Both of these answers, the people writing them have forgotten their journey. They don’t remember how their tastes changed over time. And I get it, they are passionate about loving Scythe or wanting people to play what they find to be better games. But for almost every gamer, there is a journey.
So How Do We Be Better?
Staying on my scenario, I think that there are two better responses, though one of them is actually not responding. To paraphrase Thumper from Bambi, if you can’t say anything nice, be quiet. Now that doesn’t apply to every situation, but for someone excited about board games and on their journey, however deep it leads them into the hobby, be nice. So if you can’t be nice, be quiet.

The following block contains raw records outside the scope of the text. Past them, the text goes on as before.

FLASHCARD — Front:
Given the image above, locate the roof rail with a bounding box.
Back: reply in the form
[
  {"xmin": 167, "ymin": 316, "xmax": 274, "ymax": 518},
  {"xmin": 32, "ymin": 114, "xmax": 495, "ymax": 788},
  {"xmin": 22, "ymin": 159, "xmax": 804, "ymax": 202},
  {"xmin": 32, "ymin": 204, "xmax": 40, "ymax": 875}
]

Or, pause, think about your journey. Think about two types of games for the person who asks that question. The first is, when you were playing games like Catan and Munchkin, what other games were you playing? Secondly, what were the games that helped you take the next step? Then give two pieces of advice on what to get next. One for that point in time the person is in, and one for what might be a next step. Then explain why for both of them.
We really can use our knowledge to encourage people along their journey. I know that I want more people to play board games with, and I’m not facing a shortage. Games get played almost every Tuesday and Wednesday. I had people over to game on Saturday for a game night, I’ll have people over this Saturday, and I still want to play more games. And from that amount of gaming, I still want to play more.
But I know that I need to be careful not to push too far with my passion for people I don’t know are as passionate about board games. I want to give everyone them as gifts or to play games with non-gamers. That is amazing when I can and they love them or like them. But I shouldn’t pull Terraforming Mars off the shelf with a new gamer.
What Were the Board Games on Your Journey?
So, a little exercise for myself and everyone else. What has your board game journey looked like? What were the points where you paused and grew as a gamer?
Growing up: Uno, Skip-Bo, Dutch Blitz and the like were very common and got me into the idea of gaming.
Around End of High School: Got introduced to the modern classics of Ticket to Ride and Catan and dove into those.
Post College: Got into Magic the Gathering and introduced to more games like Dominion and Power Grid
First Board Game I Loved: Betrayal At House on the Hill, this really got me into board gaming and buying board games
Since then it’s been a slow and steady trying of different games and growing. Probably should say the final stop I can think of was about 3 years ago when we started playing Gloomhaven and I feel in love with the blended mechanics of Amerithrash and Euro as well as I fell in love with campaign games.